Mais la justice a besoin du bras armé de la force publique pour son exécution. Elle peut en avoir besoin pour conduire les justiciables au procès comme pour les obliger à exécuter leur peine.

À défaut, il faudrait recourir à des polices privées capables de générer et de provoquer bientôt des guerres généralisées entre gangs. Car si la force publique ne contraint pas le redevable défaillant ou le prévenu récalcitrant à aller au procès ou à exécuter la sentence, qui l’y obligera ?

Le débat est ouvert

La pression sociale peut y suffire parfois au sein de groupes étroits et unis par des obligations et intérêts réciproques, comme des ligues de marchands ou les membres d’une église, mais les sociétés modernes sont trop lâches pour que le droit s’y applique sans la contrainte.

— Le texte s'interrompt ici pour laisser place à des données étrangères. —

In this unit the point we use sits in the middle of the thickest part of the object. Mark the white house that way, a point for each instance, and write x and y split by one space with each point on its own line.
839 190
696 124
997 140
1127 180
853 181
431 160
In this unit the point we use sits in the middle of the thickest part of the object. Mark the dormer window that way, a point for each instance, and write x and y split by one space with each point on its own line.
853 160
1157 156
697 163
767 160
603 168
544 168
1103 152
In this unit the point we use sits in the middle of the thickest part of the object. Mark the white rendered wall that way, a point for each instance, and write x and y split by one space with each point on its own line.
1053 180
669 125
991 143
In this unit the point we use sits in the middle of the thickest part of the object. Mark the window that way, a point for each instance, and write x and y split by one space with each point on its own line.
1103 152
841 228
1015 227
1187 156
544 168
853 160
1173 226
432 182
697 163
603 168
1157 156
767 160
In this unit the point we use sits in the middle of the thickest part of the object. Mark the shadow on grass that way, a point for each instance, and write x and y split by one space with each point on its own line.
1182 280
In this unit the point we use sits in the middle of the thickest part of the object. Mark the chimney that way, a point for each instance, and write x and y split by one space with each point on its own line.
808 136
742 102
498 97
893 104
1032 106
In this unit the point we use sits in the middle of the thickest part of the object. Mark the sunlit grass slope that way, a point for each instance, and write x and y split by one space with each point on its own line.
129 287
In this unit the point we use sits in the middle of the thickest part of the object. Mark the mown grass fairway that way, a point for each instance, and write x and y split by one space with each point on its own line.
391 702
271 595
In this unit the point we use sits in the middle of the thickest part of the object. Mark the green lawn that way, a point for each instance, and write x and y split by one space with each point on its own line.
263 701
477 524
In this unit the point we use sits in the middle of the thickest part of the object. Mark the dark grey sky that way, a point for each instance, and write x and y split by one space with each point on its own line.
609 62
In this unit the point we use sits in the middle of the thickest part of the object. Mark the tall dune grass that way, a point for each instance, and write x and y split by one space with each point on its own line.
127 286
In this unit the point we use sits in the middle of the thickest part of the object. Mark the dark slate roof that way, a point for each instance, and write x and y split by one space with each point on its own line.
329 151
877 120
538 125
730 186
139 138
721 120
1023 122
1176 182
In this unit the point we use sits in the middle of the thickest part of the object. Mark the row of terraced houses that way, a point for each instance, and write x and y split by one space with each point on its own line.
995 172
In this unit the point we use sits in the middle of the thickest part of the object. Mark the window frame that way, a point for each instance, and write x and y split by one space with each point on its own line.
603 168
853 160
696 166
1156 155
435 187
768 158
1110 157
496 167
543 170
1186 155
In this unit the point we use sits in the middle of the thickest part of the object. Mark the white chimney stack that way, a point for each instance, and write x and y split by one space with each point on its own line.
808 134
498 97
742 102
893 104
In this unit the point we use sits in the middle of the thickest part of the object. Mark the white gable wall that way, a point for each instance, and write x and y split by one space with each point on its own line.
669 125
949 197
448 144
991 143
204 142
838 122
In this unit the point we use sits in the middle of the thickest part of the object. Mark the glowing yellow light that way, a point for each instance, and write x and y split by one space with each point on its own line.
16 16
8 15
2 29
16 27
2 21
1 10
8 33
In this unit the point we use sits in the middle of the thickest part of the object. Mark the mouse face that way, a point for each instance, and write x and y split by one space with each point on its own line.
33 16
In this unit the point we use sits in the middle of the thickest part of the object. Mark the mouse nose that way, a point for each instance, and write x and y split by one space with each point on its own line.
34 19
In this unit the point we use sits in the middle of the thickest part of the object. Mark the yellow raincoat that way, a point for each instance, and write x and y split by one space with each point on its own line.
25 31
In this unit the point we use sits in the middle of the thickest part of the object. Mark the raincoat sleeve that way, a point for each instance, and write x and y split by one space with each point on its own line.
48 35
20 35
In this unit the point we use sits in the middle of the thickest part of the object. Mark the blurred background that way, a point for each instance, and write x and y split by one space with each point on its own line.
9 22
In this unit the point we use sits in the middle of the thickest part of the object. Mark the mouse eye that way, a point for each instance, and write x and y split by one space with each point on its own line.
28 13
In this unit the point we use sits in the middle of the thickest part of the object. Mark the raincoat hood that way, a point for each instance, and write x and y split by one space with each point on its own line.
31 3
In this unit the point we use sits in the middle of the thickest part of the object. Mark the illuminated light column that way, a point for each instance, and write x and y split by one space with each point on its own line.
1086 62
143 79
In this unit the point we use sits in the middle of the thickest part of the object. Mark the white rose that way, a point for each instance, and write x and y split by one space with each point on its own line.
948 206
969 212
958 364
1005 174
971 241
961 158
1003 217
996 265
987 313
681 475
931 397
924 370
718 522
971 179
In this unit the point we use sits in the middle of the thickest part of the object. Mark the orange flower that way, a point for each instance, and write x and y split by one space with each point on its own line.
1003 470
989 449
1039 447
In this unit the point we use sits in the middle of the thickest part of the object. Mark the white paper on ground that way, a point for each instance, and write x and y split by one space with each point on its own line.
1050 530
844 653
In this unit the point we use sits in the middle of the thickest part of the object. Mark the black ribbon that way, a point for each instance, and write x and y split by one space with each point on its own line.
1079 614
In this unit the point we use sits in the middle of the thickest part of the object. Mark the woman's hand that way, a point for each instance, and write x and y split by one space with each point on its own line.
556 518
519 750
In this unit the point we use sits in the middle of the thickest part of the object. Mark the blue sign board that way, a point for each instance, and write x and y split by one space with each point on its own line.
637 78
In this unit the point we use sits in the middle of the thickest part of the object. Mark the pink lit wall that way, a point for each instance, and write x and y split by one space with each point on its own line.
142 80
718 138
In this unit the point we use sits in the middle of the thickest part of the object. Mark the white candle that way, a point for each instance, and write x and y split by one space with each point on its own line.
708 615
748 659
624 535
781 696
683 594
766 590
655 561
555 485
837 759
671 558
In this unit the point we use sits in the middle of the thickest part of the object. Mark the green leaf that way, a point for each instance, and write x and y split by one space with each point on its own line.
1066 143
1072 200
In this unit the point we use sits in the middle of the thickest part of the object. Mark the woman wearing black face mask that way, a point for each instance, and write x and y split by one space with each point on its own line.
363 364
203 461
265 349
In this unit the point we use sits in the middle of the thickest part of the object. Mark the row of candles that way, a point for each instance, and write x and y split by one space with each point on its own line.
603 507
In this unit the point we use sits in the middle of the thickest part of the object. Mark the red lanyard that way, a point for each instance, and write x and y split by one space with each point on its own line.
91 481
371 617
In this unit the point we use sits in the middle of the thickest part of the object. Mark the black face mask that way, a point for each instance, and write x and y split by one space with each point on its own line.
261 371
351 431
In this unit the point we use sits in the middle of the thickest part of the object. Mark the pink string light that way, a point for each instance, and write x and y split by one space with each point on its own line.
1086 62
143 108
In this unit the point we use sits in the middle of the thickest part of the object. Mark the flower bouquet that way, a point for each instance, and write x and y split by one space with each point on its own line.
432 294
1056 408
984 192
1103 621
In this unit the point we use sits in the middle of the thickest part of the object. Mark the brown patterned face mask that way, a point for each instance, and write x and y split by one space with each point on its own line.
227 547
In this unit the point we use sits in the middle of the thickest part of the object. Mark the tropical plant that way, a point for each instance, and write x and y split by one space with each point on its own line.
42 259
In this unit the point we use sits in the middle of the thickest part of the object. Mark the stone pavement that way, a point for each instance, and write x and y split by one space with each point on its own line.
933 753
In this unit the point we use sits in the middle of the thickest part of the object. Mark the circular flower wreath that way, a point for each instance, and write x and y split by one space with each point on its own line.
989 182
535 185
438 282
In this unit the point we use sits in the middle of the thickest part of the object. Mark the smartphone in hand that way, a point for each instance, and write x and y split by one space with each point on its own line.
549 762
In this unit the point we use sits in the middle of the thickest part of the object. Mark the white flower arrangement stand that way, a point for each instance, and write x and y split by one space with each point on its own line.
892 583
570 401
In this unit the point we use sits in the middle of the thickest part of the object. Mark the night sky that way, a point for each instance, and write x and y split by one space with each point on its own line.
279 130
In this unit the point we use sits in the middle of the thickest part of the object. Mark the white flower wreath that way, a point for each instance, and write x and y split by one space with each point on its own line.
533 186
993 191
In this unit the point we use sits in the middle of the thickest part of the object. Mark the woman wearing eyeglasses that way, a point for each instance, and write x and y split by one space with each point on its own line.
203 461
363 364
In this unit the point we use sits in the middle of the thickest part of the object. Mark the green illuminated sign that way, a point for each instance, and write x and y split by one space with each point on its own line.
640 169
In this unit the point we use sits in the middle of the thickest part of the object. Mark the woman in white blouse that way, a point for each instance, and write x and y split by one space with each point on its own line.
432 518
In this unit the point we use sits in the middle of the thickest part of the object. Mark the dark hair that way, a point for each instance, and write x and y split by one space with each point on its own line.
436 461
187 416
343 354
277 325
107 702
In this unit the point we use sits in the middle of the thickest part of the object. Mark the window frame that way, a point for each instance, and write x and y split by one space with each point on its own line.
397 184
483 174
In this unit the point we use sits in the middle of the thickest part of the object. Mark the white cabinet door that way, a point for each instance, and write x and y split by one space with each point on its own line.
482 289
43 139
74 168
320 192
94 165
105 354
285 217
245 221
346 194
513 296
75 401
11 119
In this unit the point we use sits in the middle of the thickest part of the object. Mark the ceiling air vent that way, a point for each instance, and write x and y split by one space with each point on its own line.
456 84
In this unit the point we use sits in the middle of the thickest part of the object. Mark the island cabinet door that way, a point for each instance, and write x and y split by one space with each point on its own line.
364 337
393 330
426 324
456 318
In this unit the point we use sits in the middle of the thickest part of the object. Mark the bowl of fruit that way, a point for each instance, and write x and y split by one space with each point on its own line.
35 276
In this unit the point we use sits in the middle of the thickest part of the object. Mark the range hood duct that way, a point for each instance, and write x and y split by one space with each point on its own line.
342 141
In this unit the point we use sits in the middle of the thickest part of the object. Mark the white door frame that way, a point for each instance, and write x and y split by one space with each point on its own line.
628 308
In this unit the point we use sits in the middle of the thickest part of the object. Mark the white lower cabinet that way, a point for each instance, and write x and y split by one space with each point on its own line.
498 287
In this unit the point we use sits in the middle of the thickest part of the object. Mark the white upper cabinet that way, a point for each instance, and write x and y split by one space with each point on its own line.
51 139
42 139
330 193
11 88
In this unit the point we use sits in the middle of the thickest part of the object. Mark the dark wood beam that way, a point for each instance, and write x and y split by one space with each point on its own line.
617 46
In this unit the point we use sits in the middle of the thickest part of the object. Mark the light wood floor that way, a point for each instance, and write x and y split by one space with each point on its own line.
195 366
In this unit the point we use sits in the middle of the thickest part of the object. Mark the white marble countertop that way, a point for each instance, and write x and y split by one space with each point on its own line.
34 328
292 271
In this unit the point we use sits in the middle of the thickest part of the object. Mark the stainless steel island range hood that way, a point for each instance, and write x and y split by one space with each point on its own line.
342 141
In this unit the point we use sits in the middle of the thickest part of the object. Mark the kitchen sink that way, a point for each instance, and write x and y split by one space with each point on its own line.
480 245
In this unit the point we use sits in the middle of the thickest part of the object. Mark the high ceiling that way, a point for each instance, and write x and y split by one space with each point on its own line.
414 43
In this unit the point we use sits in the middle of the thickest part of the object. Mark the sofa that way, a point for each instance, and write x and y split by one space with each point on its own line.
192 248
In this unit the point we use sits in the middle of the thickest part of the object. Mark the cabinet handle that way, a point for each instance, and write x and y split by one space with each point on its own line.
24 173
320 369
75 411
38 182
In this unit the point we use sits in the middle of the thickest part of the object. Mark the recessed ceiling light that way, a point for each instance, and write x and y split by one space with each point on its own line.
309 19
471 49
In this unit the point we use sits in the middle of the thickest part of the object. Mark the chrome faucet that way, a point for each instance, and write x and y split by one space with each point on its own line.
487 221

Cet ouvrage très dense passionnera tous ceux qui s’intéressent à la justice. Nombre de ses suggestions méritent d’être portées au débat, de la vérité du prix de la justice doublée éventuellement d’un chèque justice au développement des diverses formes possibles de la justice privée pour ceux qui en conviendront. Au-delà, je crains pour ma part qu’à défendre une totale privatisation de la justice, la thèse ne nuise à sa cause plutôt que de lui profiter.

Bertrand Lemennicier, Privatisons la justice, éditions Libréchange, 2017.